The current tabletmanager model treats the tablet record as authoritative. The tabletmanager polls the tablet record and reacts to changes there. There are also calls sprayed around the code that invoke “RefreshTablet” or “RefreshState”, after they update the tablet record.
This model is not representative of how we currently operate vitess. There is actually no benefit to updating the tablet record and expecting the tablet to refresh itself. In fact, the approach is fragile because we’re unnecessarily bringing additional components in our chain of action, thereby increasing the chances of failure.
We should instead change our model to say that the tablet process is the authoritative source of its current state. It publishes it to the tablet record, which is then used for discovery.
Every flow that needs to change something about a tablet directly issues an rpc request to it. The tablet will immediately execute the request, and will perform a best-effort action to update the tablet record, and will continue to retry until it succeeds.
The main advantage of this approach is that the request will succeed with a single round trip to the tablet. If the request fails, we treat it as a failure. If the request succeeds, but the tablet fails to update its record, we still succeed. The tablet record will eventually be updated.
In the case of flows that designate who the primary is, the topo is the authority. For such requests, the tablet will first try to update its record, and only then succeed. This is required because of how the new cluster leadership redesign works.

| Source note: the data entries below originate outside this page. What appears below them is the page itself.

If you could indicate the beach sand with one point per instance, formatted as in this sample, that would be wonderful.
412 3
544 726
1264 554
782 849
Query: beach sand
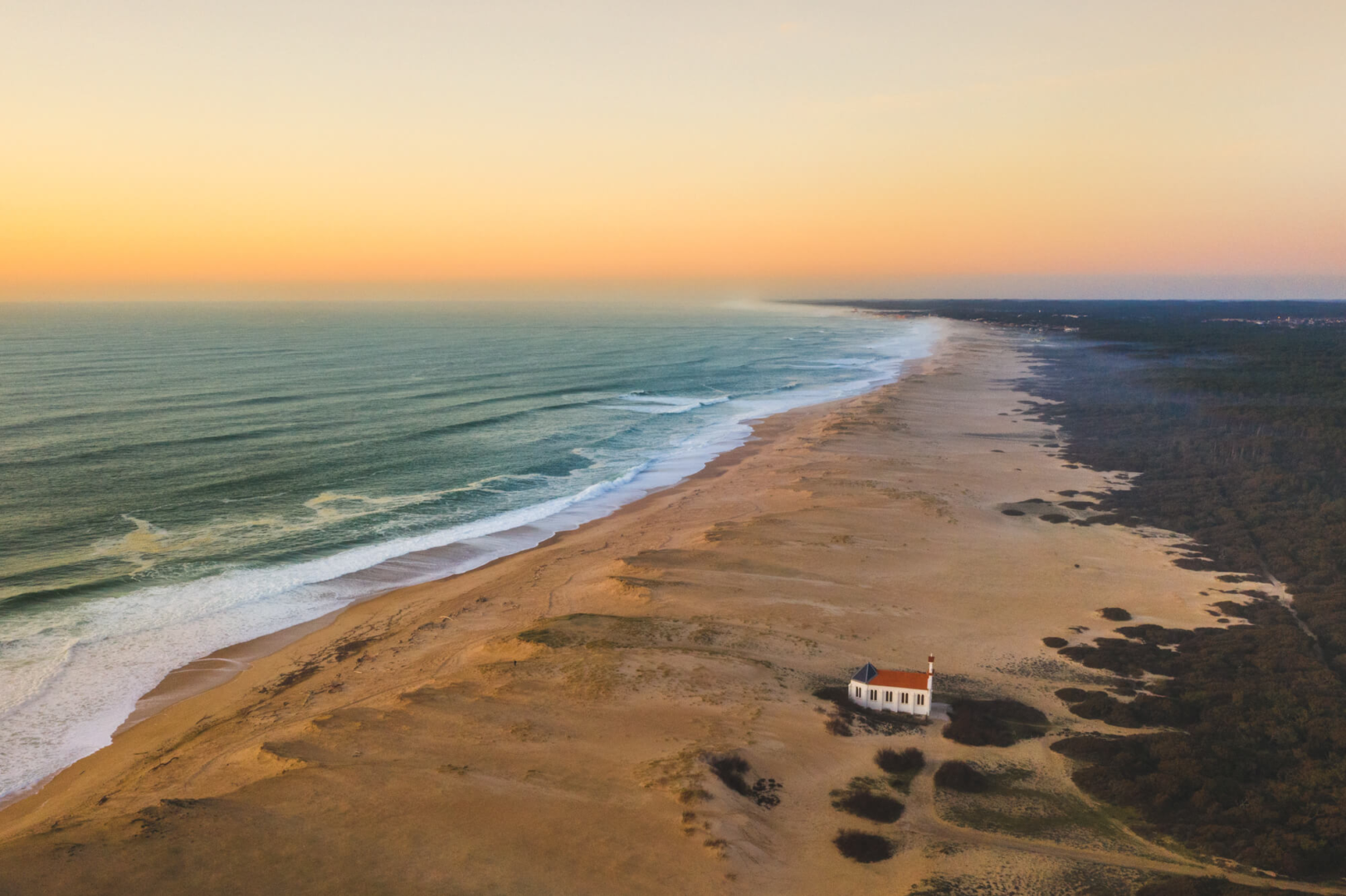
417 744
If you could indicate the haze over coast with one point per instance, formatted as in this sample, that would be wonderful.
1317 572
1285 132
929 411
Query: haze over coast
469 448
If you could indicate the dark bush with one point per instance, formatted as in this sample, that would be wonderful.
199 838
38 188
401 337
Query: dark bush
993 723
1201 887
1153 634
729 770
872 806
1123 657
895 763
961 777
1088 747
861 846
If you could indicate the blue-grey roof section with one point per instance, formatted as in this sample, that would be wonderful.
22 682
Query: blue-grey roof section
866 673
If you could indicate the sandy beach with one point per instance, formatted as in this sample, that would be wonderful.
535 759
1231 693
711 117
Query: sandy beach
541 724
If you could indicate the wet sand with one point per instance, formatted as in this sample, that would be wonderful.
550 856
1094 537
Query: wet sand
540 724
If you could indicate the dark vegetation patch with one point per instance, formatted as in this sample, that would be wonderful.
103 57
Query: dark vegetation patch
900 767
1153 634
863 848
846 716
961 777
863 802
993 723
1205 887
733 772
908 762
1123 657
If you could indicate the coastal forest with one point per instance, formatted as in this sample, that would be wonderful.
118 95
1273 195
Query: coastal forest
1235 415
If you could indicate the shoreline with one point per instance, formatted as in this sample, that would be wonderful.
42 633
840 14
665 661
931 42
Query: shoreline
221 666
537 724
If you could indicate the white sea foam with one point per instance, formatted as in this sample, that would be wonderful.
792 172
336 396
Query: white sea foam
71 674
644 404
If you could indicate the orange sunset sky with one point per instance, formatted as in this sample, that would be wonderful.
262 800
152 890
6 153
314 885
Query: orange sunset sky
170 140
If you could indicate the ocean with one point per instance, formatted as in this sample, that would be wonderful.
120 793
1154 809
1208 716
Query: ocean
175 480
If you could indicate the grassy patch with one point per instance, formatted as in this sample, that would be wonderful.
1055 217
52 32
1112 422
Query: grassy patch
993 723
733 768
863 848
900 767
866 798
961 777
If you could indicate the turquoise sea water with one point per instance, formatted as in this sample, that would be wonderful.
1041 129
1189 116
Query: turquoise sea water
177 480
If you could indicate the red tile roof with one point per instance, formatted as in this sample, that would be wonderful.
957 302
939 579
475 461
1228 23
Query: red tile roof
908 681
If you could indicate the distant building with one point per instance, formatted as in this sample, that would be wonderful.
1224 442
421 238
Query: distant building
898 692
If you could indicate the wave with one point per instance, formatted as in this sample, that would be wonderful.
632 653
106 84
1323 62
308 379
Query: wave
646 404
115 650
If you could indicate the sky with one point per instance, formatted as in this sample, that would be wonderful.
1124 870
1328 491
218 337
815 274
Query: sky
748 143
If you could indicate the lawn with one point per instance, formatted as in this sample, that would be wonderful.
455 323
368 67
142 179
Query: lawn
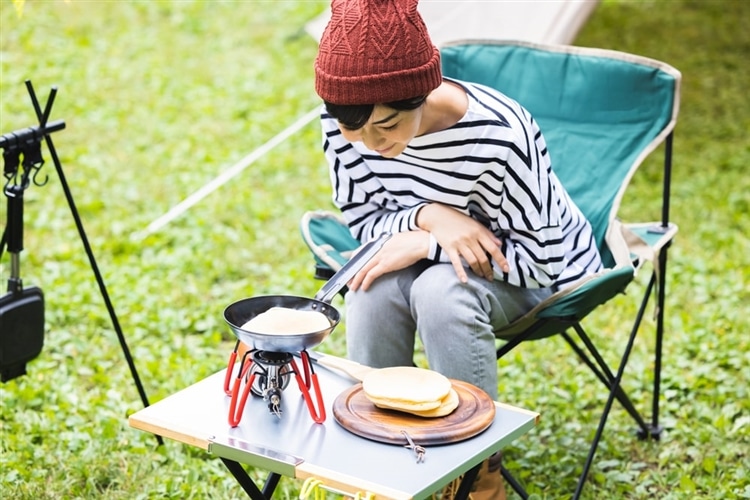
159 98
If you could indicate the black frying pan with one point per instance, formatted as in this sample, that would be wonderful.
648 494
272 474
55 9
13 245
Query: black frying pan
244 310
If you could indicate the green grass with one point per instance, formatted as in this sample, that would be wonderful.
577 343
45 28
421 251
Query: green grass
160 97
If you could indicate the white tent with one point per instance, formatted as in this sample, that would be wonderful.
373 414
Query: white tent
543 21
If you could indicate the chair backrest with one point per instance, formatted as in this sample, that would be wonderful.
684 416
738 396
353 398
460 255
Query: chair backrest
601 111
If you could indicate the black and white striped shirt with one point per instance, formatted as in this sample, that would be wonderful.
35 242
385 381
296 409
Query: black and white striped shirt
492 165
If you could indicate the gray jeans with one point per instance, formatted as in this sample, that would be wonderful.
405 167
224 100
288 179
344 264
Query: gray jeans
455 321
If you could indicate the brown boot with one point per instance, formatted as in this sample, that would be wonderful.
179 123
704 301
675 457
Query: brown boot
489 484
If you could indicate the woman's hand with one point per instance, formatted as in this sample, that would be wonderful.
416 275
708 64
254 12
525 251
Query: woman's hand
463 238
399 252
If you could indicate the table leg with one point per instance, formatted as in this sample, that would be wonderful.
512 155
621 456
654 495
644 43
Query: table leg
466 483
248 485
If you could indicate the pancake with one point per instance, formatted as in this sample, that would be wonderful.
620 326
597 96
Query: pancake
446 407
406 388
286 321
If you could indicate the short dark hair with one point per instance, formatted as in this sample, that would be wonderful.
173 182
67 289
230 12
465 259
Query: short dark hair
354 116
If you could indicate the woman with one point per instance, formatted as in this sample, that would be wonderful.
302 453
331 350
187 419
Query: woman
459 174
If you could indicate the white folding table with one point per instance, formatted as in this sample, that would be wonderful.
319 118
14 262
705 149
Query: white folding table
293 445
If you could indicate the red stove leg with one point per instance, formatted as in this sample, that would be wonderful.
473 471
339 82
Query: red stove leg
319 415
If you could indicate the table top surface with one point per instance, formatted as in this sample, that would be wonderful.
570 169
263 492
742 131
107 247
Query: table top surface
294 445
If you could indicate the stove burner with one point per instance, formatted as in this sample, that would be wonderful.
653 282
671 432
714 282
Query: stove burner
266 374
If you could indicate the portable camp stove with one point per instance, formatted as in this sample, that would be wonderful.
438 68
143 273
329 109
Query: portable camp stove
266 374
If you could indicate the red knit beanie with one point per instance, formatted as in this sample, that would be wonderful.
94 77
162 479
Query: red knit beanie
374 52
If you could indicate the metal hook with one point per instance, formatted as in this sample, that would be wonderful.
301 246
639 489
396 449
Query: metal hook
418 450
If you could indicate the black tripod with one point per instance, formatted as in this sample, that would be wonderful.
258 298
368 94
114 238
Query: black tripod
21 308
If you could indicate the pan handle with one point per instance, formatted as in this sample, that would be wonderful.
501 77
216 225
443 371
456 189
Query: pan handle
352 267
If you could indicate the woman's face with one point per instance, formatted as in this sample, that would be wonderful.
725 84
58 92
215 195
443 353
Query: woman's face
388 131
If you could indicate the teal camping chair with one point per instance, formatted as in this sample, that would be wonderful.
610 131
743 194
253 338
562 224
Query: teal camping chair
602 113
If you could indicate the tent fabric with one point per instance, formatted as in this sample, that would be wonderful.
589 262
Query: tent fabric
546 21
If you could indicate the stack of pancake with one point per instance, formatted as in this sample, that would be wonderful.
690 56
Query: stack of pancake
409 389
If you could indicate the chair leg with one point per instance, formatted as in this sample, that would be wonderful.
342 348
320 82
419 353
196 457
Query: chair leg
508 477
655 429
615 388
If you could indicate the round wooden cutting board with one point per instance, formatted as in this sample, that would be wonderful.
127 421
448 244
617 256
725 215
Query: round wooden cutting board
475 412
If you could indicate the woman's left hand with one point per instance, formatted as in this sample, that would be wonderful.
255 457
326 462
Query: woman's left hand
399 252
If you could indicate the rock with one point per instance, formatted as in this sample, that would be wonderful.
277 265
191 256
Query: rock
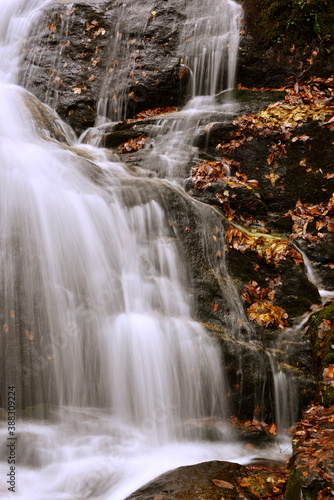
194 482
312 463
104 58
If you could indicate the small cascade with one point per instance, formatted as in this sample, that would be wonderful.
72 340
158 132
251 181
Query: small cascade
96 291
209 50
210 45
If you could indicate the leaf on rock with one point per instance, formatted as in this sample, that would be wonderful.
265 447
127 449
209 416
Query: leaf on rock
222 484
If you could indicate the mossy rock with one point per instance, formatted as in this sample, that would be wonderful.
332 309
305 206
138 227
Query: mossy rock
321 332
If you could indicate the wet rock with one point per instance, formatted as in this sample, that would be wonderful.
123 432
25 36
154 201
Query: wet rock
320 330
312 463
100 57
194 482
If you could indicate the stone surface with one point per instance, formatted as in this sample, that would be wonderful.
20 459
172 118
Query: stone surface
115 60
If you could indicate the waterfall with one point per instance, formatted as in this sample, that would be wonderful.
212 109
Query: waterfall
95 297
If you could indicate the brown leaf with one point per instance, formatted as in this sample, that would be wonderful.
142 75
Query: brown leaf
272 429
215 306
223 484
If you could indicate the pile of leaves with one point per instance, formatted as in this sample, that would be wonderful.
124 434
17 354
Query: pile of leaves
207 172
303 214
265 481
266 314
313 440
133 144
250 426
226 172
261 299
273 250
313 100
150 113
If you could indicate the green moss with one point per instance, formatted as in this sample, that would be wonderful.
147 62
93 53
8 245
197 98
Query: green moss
294 487
323 354
328 396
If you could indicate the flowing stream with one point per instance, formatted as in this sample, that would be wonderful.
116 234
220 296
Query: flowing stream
91 275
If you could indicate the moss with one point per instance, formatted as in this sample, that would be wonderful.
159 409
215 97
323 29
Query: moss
294 487
323 354
327 396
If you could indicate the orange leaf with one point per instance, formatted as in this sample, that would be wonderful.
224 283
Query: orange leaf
272 429
222 484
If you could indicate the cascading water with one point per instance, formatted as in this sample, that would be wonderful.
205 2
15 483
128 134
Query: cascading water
209 48
94 298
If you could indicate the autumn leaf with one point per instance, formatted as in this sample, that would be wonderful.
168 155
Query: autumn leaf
272 429
222 484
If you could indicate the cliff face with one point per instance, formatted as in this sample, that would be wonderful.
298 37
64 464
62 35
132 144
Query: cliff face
118 57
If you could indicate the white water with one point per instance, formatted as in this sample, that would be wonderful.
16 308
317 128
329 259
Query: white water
103 291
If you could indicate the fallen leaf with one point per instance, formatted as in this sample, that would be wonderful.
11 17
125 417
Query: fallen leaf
222 484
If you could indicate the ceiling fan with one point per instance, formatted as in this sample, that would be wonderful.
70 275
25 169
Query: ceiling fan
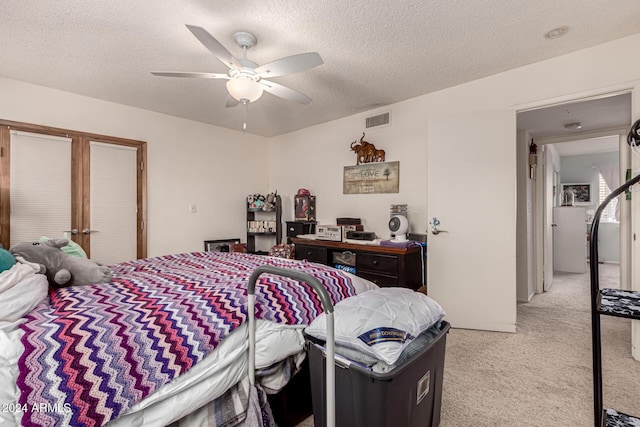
246 81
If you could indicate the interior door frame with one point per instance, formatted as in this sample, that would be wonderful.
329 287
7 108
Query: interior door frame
625 219
80 194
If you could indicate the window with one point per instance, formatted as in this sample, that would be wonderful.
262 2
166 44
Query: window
609 214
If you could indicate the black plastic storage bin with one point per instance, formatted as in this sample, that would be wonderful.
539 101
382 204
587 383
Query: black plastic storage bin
408 396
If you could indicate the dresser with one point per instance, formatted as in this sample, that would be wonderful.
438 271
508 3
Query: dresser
383 265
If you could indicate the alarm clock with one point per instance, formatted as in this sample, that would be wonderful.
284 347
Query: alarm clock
399 227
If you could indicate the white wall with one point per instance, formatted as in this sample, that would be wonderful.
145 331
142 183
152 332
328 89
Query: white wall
584 168
314 157
187 162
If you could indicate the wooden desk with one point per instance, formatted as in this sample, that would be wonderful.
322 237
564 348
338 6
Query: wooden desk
383 265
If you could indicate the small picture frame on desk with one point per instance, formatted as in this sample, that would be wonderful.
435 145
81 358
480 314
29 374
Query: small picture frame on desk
304 208
223 245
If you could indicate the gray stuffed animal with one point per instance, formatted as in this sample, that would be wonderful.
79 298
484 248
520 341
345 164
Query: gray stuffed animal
60 268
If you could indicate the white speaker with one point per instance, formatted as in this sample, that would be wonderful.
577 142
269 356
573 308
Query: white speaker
399 226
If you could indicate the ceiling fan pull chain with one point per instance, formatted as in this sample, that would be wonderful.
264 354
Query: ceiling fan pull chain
246 107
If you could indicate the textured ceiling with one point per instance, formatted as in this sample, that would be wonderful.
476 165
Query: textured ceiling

The main advantage of this approach is that a vttablet becomes the authoritative owner of a tablet record. This will greatly reduce its complexity because it doesn’t have to continuously poll it, and it does not have to deal with possibly unexpected or invalid changes in the tablet record.
Since it can assume that nobody else is modifying the record, the vttablet can freely update the tablet record with its local copy without worrying about synchronizing with the existing info.
This will also simplify many flows because they will all become a single request instead of being two requests (change record and refresh).
Load on topos will be reduced because the tablets don’t poll anymore.